Nicolas Starkos no podía establecer con la población zantia, profundamente cambiada a raíz de los contactos con los venecianos, los franceses, los ingleses y los rusos, el tipo de relaciones comerciales que lo unían a los turcos del Peloponeso. No había, pues, ninguna señal que enviar a los vigías del puerto ni había tampoco razón alguna para recalar en aquella isla, que fue la patria de dos poetas célebres: uno, Hugo Foscolo, italiano de finales del siglo XVIII; el otro, Salomos, una de las glorias de la Grecia moderna.
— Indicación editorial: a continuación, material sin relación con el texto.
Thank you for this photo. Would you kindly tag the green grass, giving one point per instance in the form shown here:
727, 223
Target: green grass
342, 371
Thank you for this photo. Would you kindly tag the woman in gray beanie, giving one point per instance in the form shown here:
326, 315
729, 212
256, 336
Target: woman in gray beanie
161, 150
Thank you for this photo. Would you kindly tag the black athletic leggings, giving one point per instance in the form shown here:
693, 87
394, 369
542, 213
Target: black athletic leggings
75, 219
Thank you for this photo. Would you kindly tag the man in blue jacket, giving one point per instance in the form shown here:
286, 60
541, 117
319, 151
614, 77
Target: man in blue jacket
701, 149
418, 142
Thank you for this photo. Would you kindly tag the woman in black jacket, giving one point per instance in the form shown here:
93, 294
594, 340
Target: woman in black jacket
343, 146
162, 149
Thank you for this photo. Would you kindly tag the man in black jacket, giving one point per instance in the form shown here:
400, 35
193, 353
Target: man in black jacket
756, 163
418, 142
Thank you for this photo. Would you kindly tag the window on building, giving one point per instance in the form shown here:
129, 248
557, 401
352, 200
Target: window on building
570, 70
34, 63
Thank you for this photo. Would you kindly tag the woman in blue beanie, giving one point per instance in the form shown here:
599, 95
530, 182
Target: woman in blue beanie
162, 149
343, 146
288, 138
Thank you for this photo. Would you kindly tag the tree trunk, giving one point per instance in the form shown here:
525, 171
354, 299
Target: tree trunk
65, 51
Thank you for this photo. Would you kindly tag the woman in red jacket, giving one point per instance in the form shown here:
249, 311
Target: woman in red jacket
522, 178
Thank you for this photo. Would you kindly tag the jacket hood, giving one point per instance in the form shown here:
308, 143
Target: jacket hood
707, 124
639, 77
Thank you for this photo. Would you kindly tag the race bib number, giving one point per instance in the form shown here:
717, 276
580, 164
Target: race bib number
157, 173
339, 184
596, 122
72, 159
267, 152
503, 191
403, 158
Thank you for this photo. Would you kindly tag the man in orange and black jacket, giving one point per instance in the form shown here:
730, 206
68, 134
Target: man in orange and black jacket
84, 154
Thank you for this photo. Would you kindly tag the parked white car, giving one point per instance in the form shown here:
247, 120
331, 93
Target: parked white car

La Karysta atravesó el estrecho brazo de mar que separa Zante de la Acaya y de la Élida. Sin duda, hubo a bordo más de un oído que se sintió ofendido al escuchar los cantos que traía la brisa como si hubiesen sido otras tantas barcarolas escapadas del Lido. Pero había que resignarse. La sacoleva pasó por entre aquellas melodías italianas y, a la mañana siguiente, se encontraba atravesando el golfo de Patrás, profunda escotadura que continúa el golfo de Lepanto hasta el istmo de Corinto.

Nicolas Starkos se hallaba entonces sobre la proa de la Karysta. Su mirada recorría toda aquella costa de Acarnania, que dibujaba el límite septentrional del golfo. De allí surgían grandes e imperecederos recuerdos, que habrían debido encoger el corazón de un hijo de Grecia, ¡si ese hijo no hubiera, desde hacía ya tanto tiempo, negado y traicionado a su madre! -¡Misolonghi! -dijo entonces Skopelo, tendiendo la mano en dirección al noreste-. ¡Mala gente! ¡Prefieren saltar por los aires antes que rendirse! En efecto, dos años antes, los compradores de prisioneros y los vendedores de esclavos no habrían tenido nada que hacer allí. Después de diez meses de lucha, los asediados de Misolonghi, quebrantados por la fatiga y exhaustos a causa del hambre, en vez de capitular ante Ibrahim, habían hecho estallar la ciudad y la fortaleza. Hombres, mujeres, niños, todos habían perecido en la explosión, que no perdonó tampoco a los vencedores.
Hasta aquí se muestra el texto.